|VANBUREN, ROBERT - Michigan State University|
|BRYANT, DOUG - Danforth Plant Science Center|
|VINING, KELLY - Oregon State University|
|EDGER, PATRICK - Michigan State University|
|ROWLEY, ERIK - Danforth Plant Science Center|
|PRIEST, HENRY - Danforth Plant Science Center|
|MICHAEL, TODD - Ibis Biosciences|
|LYONS, ERIC - University Of Arizona|
|FILICHKIN, SERGEI - Oregon State University|
|DOSSETT, MICHAEL - British Columbia Blueberry Council|
|MOCKLER, TODD - Danforth Plant Science Center|
Submitted to: Plant Journal
Publication Type: Peer Reviewed Journal
Publication Acceptance Date: 5/12/2016
Publication Date: 9/30/2016
Citation: Vanburen, R., Bryant, D., Bushakra, J., Vining, K.J., Edger, P.P., Rowley, E.R., Priest, H.D., Michael, T.P., Lyons, E., Filichkin, S., Dossett, M., Finn, C.E., Bassil, N.V., Mockler, T.C. 2016. The genome of black raspberry (Rubus occidentalis). Plant Journal. 87(6):535-547. doi: 10.1111/tpj.13215.
Interpretive Summary: Black raspberry is an important specialty crop in the US Pacific Northwest. This chapter describes the available genomic resources for black raspberry, including the recently released draft genome sequence. These resources will expedite marker assisted improvement of raspberry with applications across the Rose family. WHen comparing the black raspberry genome sequence with the genomes of strawberry and peach, we found sumilarities in gene order across the chromosomes. This information will be valuable for breeders of crops in this economically important family.

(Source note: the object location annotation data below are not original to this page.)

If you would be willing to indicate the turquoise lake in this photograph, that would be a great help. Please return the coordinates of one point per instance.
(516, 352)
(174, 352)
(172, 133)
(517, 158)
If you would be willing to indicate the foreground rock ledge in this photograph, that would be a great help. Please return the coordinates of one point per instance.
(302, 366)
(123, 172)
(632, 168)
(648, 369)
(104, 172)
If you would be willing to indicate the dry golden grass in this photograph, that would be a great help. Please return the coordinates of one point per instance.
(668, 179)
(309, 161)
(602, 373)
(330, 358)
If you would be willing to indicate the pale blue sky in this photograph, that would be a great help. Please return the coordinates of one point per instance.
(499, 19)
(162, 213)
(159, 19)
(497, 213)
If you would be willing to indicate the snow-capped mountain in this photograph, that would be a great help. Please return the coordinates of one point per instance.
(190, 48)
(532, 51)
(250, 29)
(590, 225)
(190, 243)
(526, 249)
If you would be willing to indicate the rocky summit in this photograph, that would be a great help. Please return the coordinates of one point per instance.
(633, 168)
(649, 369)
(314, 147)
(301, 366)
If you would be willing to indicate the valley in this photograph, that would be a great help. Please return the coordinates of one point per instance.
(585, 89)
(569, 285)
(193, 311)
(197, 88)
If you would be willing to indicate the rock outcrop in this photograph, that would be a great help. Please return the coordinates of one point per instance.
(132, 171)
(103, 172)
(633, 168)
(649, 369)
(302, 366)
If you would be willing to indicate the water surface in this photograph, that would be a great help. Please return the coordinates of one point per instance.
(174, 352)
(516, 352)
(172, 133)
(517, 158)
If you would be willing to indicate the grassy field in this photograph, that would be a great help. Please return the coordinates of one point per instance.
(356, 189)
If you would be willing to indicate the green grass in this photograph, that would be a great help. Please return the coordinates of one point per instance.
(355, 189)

Technical Abstract: The US Pacific Northwest is the primary production region of black raspberry, and this high-value specialty crop has been underutilized for several decades. Black raspberries contain high levels of anthocyanins and other bioactive compounds, which has sparked a renewed interest in breeding programs and cultivation. Despite this potential, black raspberry stands have seen a marked decline that many attribute to disease pressures and only three new cultivars have been released over the last 20 years. Here we discuss the available genomic resources for black raspberry, including the recently released draft genome. These resources will expedite marker assisted improvement of raspberry with applications across the Rosaceae family. The 243 Mb black raspberry genome was sequenced using an Illumina based whole genome shotgun sequencing approach and a chromosome scale assembly was generated using a high density genetic map. Black raspberry is the sixth genome to be sequenced in the Rosaceae facilitating in depth comparative genomics across the family. Black raspberry and the diploid wild strawberry (Fragaria vesca) are largely collinear with some lineage-specific structural rearrangements. The genome has 28,005 genes which is comparable to other Rosaceae species and includes a number of recently duplicated genes which may be related to domestication. Gene expression atlases during fruit ripening and Verticillium inoculation provide insights into ripening and disease resistance respectively. Together the resources discussed here will provide tools for the improved understanding and breeding of Rosaceae crops.